Yes, I long for my dad to be my dad... to love me and treat me as he should... to love me no matter what and to do everything in his power to prevent me from harm... to accept me for who I am and be proud of me. Truth is, he hasn't ever been that and I don't think he ever will be. When it comes to my biological father, I have to accept that I will always be 'fatherless'. That hurts, and it's okay to admit that. I don't know if that pain will ever go away.

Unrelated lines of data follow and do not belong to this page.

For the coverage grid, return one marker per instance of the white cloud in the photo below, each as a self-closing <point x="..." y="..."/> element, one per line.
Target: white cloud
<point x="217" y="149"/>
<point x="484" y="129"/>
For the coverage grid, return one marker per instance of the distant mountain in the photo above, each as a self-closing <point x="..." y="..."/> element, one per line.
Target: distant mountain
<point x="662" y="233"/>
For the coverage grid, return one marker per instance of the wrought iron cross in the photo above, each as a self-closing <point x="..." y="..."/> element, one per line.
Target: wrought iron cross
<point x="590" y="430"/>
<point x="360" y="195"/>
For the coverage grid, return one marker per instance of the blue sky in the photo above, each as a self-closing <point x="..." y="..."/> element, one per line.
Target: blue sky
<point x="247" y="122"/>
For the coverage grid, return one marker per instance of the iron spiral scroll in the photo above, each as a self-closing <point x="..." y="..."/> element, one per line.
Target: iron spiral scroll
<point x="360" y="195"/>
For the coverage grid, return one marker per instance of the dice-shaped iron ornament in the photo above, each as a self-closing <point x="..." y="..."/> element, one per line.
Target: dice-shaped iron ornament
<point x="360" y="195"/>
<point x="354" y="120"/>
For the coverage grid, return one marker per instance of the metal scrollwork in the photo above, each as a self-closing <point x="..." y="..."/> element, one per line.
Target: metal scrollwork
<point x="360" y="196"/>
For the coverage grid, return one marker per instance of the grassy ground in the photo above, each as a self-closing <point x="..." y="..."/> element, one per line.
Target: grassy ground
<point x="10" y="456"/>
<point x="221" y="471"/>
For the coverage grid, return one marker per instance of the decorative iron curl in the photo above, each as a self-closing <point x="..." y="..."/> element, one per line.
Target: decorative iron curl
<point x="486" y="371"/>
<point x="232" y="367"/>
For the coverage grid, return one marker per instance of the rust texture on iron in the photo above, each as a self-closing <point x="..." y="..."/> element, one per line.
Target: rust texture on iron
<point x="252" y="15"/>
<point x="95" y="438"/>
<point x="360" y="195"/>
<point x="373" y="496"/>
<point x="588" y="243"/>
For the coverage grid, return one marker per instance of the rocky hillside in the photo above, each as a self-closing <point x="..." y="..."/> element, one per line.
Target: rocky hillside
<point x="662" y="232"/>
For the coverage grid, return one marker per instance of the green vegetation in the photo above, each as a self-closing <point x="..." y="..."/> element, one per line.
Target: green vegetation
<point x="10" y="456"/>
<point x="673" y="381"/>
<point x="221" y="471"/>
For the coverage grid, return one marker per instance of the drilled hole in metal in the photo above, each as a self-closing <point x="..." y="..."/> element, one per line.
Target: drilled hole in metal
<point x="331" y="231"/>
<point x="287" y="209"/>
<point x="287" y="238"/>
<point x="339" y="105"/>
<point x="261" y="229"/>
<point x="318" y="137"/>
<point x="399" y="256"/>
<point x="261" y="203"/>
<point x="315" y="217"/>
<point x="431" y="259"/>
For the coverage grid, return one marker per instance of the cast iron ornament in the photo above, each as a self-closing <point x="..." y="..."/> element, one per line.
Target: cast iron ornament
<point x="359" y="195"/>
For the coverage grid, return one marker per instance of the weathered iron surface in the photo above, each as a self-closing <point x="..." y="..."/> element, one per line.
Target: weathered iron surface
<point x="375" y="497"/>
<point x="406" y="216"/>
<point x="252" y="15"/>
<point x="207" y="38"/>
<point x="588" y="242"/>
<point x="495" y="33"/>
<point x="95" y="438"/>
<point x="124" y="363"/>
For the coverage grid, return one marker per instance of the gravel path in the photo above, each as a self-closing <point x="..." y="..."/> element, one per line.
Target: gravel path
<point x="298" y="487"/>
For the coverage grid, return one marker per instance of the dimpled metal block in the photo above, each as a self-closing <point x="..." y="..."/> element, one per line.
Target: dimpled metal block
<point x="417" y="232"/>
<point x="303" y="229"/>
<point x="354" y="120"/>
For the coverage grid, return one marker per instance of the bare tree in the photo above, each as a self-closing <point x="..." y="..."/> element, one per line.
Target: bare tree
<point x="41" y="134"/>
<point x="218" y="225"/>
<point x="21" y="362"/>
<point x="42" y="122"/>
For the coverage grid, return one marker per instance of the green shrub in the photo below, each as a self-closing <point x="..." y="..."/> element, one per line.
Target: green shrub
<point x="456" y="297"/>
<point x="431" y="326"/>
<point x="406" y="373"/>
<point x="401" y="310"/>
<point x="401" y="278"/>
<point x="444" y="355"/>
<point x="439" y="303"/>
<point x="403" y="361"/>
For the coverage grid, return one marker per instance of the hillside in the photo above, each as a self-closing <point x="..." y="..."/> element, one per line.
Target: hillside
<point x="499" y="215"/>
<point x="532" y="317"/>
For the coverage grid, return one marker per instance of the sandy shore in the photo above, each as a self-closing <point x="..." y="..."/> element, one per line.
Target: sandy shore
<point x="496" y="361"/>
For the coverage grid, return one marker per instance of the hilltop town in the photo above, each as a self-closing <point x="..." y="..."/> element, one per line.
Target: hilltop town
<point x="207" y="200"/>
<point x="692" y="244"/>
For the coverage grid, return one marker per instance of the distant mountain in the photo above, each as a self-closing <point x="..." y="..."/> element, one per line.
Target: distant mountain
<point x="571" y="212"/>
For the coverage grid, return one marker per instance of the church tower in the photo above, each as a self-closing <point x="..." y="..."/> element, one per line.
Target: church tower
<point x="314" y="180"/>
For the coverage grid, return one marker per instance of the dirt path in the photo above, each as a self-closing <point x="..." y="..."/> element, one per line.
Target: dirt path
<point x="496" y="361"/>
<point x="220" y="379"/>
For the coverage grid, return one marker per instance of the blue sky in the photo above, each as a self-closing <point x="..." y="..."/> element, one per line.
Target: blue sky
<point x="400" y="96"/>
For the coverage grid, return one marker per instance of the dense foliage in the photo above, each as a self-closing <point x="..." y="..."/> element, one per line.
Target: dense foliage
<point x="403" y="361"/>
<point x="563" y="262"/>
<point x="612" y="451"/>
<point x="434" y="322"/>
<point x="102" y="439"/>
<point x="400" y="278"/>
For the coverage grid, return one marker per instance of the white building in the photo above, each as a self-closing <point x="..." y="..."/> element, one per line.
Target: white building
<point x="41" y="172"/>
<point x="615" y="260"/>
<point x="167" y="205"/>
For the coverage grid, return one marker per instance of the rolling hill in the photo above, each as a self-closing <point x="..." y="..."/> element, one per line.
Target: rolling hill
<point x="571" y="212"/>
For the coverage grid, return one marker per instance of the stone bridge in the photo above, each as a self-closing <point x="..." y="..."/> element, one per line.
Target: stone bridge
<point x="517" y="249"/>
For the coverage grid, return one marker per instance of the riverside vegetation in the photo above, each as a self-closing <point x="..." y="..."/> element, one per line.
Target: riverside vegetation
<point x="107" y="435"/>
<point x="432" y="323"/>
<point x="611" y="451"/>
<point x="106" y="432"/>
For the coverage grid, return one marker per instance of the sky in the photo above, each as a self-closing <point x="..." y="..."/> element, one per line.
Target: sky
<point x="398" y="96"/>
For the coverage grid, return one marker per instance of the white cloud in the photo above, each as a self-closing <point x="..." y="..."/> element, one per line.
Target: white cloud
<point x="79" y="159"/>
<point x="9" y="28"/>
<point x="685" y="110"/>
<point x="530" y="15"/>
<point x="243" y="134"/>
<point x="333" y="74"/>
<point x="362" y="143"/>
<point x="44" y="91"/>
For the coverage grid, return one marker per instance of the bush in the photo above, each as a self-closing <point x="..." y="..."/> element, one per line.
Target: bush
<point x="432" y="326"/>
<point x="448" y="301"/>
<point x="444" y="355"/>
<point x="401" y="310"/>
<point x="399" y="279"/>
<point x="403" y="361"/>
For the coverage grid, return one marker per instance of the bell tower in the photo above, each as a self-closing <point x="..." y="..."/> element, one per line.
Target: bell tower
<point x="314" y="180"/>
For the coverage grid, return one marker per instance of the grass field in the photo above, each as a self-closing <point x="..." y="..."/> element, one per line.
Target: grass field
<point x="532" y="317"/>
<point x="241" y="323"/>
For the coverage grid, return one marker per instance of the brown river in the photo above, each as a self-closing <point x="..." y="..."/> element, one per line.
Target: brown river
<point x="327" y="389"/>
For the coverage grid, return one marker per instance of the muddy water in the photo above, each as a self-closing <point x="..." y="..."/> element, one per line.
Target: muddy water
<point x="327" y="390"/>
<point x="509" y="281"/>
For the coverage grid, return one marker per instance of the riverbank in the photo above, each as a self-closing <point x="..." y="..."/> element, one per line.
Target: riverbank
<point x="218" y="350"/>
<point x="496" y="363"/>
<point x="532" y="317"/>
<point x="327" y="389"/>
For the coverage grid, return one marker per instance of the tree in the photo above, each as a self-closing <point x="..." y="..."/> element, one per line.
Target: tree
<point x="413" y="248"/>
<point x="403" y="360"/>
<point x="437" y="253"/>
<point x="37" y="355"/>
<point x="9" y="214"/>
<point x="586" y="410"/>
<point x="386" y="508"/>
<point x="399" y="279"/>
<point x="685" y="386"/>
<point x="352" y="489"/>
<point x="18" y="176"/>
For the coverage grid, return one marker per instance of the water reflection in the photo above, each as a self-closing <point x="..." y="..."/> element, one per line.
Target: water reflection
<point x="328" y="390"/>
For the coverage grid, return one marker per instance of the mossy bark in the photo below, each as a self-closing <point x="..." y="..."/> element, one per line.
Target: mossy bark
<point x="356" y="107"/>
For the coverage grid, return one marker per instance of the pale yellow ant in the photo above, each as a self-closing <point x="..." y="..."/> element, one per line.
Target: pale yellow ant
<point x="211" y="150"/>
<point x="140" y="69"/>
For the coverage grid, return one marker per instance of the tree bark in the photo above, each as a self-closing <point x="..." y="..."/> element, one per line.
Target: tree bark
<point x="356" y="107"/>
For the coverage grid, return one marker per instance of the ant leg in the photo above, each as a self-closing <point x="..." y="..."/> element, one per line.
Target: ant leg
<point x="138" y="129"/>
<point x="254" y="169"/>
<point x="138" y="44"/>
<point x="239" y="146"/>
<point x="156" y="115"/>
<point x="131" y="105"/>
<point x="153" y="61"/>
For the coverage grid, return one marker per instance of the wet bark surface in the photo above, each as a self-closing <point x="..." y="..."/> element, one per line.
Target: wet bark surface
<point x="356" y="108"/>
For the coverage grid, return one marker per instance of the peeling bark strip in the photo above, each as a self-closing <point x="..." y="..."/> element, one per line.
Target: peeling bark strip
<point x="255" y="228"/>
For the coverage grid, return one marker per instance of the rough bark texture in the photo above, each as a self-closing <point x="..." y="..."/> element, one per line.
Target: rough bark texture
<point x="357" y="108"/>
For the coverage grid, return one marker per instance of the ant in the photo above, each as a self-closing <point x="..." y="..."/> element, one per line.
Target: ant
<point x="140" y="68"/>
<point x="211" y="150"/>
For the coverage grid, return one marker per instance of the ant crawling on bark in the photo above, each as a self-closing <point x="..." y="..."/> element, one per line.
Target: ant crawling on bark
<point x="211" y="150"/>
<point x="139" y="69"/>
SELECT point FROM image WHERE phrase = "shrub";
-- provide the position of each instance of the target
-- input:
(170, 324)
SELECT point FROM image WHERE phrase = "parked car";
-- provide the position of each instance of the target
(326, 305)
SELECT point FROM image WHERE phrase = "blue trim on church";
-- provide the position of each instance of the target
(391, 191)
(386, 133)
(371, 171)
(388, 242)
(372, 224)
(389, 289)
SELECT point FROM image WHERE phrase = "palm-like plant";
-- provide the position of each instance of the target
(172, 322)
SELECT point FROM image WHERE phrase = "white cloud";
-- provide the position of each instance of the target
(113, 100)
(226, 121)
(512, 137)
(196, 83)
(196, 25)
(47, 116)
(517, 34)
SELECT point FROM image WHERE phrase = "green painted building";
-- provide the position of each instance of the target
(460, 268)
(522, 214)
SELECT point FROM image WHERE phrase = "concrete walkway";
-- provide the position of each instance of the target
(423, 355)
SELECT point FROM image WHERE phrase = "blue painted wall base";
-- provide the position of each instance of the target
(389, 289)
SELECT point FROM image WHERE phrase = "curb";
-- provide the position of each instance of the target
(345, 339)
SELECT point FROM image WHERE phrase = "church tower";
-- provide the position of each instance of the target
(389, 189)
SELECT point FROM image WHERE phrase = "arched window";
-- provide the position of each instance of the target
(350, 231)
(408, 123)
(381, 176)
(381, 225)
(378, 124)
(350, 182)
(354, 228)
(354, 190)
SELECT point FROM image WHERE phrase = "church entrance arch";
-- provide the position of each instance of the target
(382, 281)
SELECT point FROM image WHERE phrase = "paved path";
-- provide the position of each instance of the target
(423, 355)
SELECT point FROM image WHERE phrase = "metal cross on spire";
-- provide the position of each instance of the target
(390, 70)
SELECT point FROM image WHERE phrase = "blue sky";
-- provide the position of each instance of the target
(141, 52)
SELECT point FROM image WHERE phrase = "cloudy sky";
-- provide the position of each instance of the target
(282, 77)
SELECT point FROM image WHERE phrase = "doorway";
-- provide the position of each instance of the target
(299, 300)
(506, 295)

At the same time, I have other people in my life who do love me and who do treat me in the way family is supposed to. In spite of the pain that comes with being "fatherless", I am learning what it means to have a family - a real family. I am grateful for that and I know I'm truly blessed to have found that after everything I've been through. Maybe one day, Father's Day won't hurt so deeply. Maybe one day I'll stop trying in my heart to chase after something that I cannot have. For now, I choose to allow myself to feel what I feel, to accept that I can't change who my dad is... and to learn to trust the new 'real' family in my life.